Chicken is the ubiquitous food of our era, crossing multiple cultural boundaries with ease. With its mild taste and uniform texture, chicken presents an intriguingly blank canvas for the flavor palette of almost any cuisine.
A generation of Britons is coming of age in the belief that chicken tikka masala is the national dish, and the same thing is happening in China with Kentucky Fried Chicken. Long after the time when most families had a few hens running around the yard that could be grabbed and turned into dinner, chicken remains a nostalgic, evocative dish for most Americans.
How did the chicken achieve such cultural and culinary dominance? It is all the more surprising in light of the belief by many archaeologists that chickens were first domesticated not for eating but for cockfighting.
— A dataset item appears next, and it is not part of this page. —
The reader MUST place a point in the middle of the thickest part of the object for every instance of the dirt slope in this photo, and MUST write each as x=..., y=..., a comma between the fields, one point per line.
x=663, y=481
Until the advent of large-scale industrial production in the 20th century, the economic and nutritional contribution of chickens was modest.
Nonetheless, the chicken has inspired contributions to culture, art, cuisine, science and religion over the millennia. Chickens were, and still are, a sacred animal in some cultures. The prodigious and ever-watchful hen was a worldwide symbol of nurturance and fertility. Eggs hung in Egyptian temples to ensure a bountiful river flood. The lusty rooster (a.k.a. cock) was a universal signifier of virility—but also, in the ancient Persian faith of Zoroastrianism, a benign spirit that crowed at dawn to herald a turning point in the cosmic struggle between darkness and light.
For the Romans, the chicken’s killer app was fortunetelling, especially during wartime. Chickens accompanied Roman armies, and their behavior was carefully observed before battle; a good appetite meant victory was likely.